Antibiotics disrupt cancer immunotherapy via gut and immune effects
Prior antibiotics administration is shown to reduce efficacy of Immune checkpoint inhibitors and alter microbiome makeup and immune response in advanced gastric cancer.
Sources
This article is based on scientific information
About this article
Author
Mounting evidence reveals that the gut microbiome influences how well immune checkpoint inhibitors (ICIs) like PD-1 inhibitors work against cancer. But whether antibiotics given shortly before immunotherapy impact outcomes remained unclear, especially in advanced gastric cancer—until now.

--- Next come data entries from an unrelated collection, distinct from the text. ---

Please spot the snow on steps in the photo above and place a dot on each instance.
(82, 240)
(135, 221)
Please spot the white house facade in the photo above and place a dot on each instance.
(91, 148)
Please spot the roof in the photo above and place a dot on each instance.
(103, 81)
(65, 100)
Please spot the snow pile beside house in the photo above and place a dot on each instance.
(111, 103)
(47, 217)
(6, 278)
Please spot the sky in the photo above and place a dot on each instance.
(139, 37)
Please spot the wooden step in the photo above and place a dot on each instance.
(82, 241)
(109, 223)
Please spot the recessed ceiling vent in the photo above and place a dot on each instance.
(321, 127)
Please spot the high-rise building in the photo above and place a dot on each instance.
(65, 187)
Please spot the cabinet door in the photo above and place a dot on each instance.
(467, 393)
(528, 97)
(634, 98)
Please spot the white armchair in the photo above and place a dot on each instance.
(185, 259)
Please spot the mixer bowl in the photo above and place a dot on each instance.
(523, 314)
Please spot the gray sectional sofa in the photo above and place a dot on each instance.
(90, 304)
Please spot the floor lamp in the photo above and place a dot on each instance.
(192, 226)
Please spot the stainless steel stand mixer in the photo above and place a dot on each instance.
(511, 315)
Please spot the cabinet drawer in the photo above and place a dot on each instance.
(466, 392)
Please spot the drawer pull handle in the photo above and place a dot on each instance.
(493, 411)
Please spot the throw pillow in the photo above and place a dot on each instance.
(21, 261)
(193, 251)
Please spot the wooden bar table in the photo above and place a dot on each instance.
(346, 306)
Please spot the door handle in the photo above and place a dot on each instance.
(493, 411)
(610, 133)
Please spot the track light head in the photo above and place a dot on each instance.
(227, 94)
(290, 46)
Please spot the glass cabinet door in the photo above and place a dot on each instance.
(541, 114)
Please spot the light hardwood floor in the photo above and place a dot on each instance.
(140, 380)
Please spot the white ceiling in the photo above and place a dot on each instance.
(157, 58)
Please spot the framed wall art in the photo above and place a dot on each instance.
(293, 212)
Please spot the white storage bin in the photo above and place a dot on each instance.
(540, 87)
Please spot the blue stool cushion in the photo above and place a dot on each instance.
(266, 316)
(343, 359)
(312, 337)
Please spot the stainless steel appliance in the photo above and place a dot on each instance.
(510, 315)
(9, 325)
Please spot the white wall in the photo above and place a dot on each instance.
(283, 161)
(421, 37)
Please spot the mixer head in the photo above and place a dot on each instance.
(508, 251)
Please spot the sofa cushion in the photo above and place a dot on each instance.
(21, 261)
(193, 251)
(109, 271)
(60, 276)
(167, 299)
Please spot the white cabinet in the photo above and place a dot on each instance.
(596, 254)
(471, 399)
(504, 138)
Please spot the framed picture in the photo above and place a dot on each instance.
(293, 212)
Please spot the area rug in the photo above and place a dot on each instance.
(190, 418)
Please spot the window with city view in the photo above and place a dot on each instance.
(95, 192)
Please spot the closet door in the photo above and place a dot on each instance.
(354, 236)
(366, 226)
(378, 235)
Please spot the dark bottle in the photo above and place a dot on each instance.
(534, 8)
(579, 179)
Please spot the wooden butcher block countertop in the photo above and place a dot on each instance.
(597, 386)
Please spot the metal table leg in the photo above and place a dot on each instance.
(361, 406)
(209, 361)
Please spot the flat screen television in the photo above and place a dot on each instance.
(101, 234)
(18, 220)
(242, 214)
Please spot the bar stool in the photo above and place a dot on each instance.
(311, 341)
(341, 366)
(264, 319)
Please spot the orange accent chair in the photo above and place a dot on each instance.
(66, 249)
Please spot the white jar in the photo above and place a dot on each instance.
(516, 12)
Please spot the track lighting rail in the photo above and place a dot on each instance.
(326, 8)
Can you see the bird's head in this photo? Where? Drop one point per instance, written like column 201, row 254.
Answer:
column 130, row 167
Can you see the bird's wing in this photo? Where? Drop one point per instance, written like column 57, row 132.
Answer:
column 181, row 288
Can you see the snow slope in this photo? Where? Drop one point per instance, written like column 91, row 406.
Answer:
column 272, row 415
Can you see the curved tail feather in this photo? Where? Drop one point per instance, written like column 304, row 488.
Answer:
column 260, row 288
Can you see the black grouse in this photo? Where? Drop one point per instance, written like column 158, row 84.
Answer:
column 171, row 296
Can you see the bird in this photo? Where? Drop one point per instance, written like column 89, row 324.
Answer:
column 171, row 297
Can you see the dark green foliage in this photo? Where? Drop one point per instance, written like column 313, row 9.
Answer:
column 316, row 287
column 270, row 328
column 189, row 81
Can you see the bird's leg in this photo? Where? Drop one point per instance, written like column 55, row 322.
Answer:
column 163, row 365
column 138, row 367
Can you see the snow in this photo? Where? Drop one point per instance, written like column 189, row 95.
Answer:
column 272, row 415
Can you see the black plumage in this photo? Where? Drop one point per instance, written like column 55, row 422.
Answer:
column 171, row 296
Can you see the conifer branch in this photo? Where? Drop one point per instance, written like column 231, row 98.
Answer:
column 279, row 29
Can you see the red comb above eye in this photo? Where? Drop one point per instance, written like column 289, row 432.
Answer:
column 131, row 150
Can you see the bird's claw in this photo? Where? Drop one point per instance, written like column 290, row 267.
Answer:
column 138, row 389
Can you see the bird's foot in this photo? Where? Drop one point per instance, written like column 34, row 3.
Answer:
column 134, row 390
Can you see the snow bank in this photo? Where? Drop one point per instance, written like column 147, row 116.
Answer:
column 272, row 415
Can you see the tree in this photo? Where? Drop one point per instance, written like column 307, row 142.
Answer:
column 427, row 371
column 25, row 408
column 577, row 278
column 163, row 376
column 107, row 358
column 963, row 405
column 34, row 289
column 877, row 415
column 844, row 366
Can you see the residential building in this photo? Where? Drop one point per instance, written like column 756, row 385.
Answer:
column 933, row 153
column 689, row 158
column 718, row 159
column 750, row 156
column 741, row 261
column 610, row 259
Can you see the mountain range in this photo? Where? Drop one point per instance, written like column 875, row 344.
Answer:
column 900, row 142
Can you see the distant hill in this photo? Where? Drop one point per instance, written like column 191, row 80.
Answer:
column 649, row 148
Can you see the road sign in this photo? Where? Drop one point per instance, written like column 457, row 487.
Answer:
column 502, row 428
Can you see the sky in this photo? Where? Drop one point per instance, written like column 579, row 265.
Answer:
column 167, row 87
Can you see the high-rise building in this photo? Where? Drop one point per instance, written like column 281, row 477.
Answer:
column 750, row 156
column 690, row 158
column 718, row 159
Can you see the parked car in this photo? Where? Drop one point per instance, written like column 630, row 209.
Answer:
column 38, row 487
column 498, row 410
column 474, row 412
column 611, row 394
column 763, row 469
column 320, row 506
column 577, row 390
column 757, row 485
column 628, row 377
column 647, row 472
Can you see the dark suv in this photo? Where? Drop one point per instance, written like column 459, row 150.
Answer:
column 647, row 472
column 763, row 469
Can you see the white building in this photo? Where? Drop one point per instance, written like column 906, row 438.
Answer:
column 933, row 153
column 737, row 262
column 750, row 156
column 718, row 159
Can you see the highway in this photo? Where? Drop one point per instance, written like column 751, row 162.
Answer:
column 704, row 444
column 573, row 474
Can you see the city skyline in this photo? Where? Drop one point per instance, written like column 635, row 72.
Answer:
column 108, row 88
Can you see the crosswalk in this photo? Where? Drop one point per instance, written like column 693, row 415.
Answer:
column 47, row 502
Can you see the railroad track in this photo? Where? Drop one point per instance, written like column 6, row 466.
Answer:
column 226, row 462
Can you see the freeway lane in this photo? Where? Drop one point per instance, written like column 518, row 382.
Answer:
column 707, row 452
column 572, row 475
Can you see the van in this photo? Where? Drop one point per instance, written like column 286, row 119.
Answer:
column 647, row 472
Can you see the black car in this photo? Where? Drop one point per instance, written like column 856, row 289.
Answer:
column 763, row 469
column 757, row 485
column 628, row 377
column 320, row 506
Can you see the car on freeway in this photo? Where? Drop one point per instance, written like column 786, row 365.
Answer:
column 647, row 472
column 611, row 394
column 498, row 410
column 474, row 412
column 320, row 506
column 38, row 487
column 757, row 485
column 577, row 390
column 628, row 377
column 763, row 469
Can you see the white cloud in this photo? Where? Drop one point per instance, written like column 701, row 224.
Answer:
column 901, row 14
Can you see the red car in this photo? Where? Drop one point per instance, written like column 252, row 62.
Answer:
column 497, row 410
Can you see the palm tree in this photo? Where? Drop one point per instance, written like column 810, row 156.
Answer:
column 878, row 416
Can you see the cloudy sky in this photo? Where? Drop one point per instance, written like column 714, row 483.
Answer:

In a groundbreaking study published in Cell Reports Medicine 1, an international research team provides compelling data from 329 patients that taking antibiotics within one month of starting PD-1 blockade unleashes negative consequences.
Ranked as the fifth most prevalent cancer worldwide, advanced gastric cancer stands as the third leading cause of global cancer-related mortality. 2
Analytics illuminate survival gap
The multi-center analysis discovered that 44-46% of advanced gastric cancer patients had taken antibiotics within 28 days pre-immunotherapy. This prior antibiotic (pATB) group experienced markedly lower response rates (1.5% vs 11.8%) and shorter survival time compared to the non-pATB group when given (sidenote: Anti-PD-1 immunotherapy based on immune checkpoint inhibitors that target the PD-1 checkpoint, reversing the deactivation by the tumor of the recognition system associated with the PD-1 protein present on the surface of T lymphocytes. The immune system’s effectiveness against tumor cells is thus restored. ) medications (pembrolizumab or nivolumab).
Strikingly, no survival difference occurred with pre-chemo antibiotics group (N=101 patients that received irinotecan as chemotherapy), pointing to an immunotherapy-specific mechanisms.
Microbiome and immune system disruption
To unravel these mechanisms, the team performed microbiome gene sequencing on bacterial genomic DNA extracted from stool samples from 24 PD-1-treated patients. This quantified bacteria species and abundance changes due to antibiotics.
Additionally, they sequenced blood immune cells at the single cell level, enabling intricate comparison of cell subset frequencies and properties.
The researchers uncovered two major interconnected effects of pATB exposure that can foil PD-1 inhibitor efficacy:
- Reduced overall diversity of intestinal bacteria, including fewer “good bacteria” like Lactobacillus gasseri.
- Rise in exhausted CD8+ T cells overloaded with PD-1 and other inhibitory immune checkpoints rather than more robust effector T cells.
Further computational analyses demonstrated that the microbiome and immune metrics statistically associated with patient outcomes: For example, higher Lactobacillus gasseri abundance was linked to longer progression-free and overall survival. Conversely, disproportional enrichment of circulating exhaustiveCD8+ T cell frequency predicted worse prognosis.
Caution urged when prescribing antibiotics
The authors strongly advise clinicians to carefully weigh the antibiotic necessity and seek alternatives before immunotherapy initiation. ATBs should be prescribed with caution in patients with AGC who are planning to receive PD-1 inhibitors. They suggest prospectively validating microbiome-modulating interventions like fecal transplants to rescue pATB patients’ treatment response.
This study revealed a critical piece of the cancer immunotherapy puzzle highlighting the microbiome's role. Further large prospective studies accompanied by translational analysis would confirm the findings of this study, this discovery opens promising doors for boosting clinical outcomes in advanced stomach cancer and beyond.